Case example: Novartis' EntrestoTM

EntrestoTM, a combination ARB plus a novel neprilysin inhibitor to treat chronic heart failure (HF) with reduced ejection fraction, showed such superiority over the ACEi enalapril that the pivotal PARADIGMHF trial was halted early (approximately 5 percent ARR in composite CVdeath + HF hospitalization and approximately three percent ARR in all cause mortality). Access wins were slow to come, in part due to a July launch falling at an unfortunate time in the Medicare D cycle. But payers could also raise questions: How much benefit is due to the ARB (Gx valsartan)? Is 10 mg an appropriate enalapril dose for SOC?, Would you see such fewer hospitalizations without the continuity of care in a trial? Novartis entered VBCs with Aetna, Cigna and Harvard Pilgrim tying rebates to the observed frequency of HF hospitalizations. "Competitive drug prices are important, but equally so is ensuring that customers' medications are actually working as well as, or better than, expected," said Christopher Bradbury, Cigna's senior vice president in a press release announcing the deal granting EntrestoTM preferred-brand status subject to prior authorization on commercial plans. "Outcomes-based contracts require that prescription medicines perform in the real world at least as well as they did during clinical trials and are a valuable tool for improving health and managing costs. When pharmaceutical companies stand behind the performance of their drugs through these kinds of contracts, we can deliver the most value to Cigna's customers and clients for the money they are spending."
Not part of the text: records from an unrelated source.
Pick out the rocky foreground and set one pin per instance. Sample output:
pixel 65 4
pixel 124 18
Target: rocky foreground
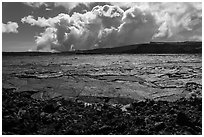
pixel 22 114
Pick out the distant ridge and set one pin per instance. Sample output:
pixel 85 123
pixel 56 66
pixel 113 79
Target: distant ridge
pixel 187 47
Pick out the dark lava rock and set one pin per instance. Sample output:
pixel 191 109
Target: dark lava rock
pixel 159 126
pixel 182 119
pixel 22 114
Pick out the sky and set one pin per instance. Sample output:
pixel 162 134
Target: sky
pixel 68 26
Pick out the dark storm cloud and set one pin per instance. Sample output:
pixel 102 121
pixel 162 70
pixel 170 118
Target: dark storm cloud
pixel 110 25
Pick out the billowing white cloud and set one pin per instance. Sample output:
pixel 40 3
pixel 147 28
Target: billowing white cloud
pixel 35 4
pixel 10 27
pixel 69 5
pixel 114 25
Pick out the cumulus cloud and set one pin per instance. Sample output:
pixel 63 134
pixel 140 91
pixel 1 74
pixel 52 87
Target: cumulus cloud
pixel 35 4
pixel 10 27
pixel 113 25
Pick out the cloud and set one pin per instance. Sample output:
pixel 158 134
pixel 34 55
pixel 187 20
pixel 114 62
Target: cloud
pixel 120 24
pixel 35 4
pixel 10 27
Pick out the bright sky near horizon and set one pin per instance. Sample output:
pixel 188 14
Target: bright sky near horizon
pixel 65 26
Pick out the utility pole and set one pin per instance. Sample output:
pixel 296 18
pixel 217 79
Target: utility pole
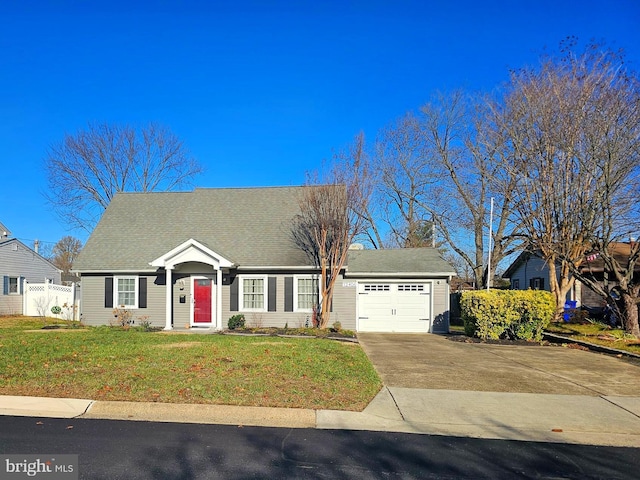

Guidance for Manufacturers

Faced with this current state of VBCs, manufacturers are debating their level of engagement and investment. In the near-term, VBCs tying rebates to adherence or real-world efficacy measures (e.g., LDL-C, HbA1c, hospital admissions) are becoming the cost of entry to gain positions on closed formularies, at least in major competitive therapeutic areas. To participate, manufacturers must gain comfort in assuming real-world effectiveness risk, understand the full economics of deals including spillover to government pricing and ensure analytics and compliance processes support VBC execution. 

When the government eventually addresses the "best price" and Anti-Kickback Statute barriers - and with rising price pressure it is hard to believe it never will - the depth of value-driven rebates and the pace of execution will grow. While deals will likely remain focused on "warranties" of real-world effectiveness in labeled indications, manufacturers that can paint more comprehensive and compelling pictures of real-world effectiveness will gain the edge in formulary competitions. To be positioned to offer such data through trial end points and a real-world evidence strategy piloted in trials and maintained in post-marketing use requires foresight and planning when setting development strategy. With such long lead times, manufacturers cannot afford to wait and respond to VBC opportunities on a brand-by-brand basis. Rather they should launch a concerted, cross-functional, cross-brand effort to:

  1. Articulate prototypical designs and identify compliance and operational challenges (now and future) and the means to mitigate them, and develop valuation and risk-assessment methodologies
  2. Obtain consensus on when to pursue these VBC types and the policies/limits to enter them
  3. Map current and pipeline assets against these criteria to prioritize leads for execution
  4. Develop the analytical, IT, medical and commercial capabilities to execute prioritized deals - leveraging a common base of expertise and resources across the company for scale and quality
  5. Build account management skills and payer relationships to communicate and negotiate VBCs
  6. Incorporate VBCs into commercialization decisions, early in development, as part of standard processes for asset development check-points and portfolio strategy reviews

The very complexity that makes VBCs daunting also dictates a lengthy period to develop and refine the approach. While it may be tempting to let competitors invest to lead the way, it will be slow for laggards to catch up, and if this deferral cedes a "1 of 1" formulary position, the price of delay is dear.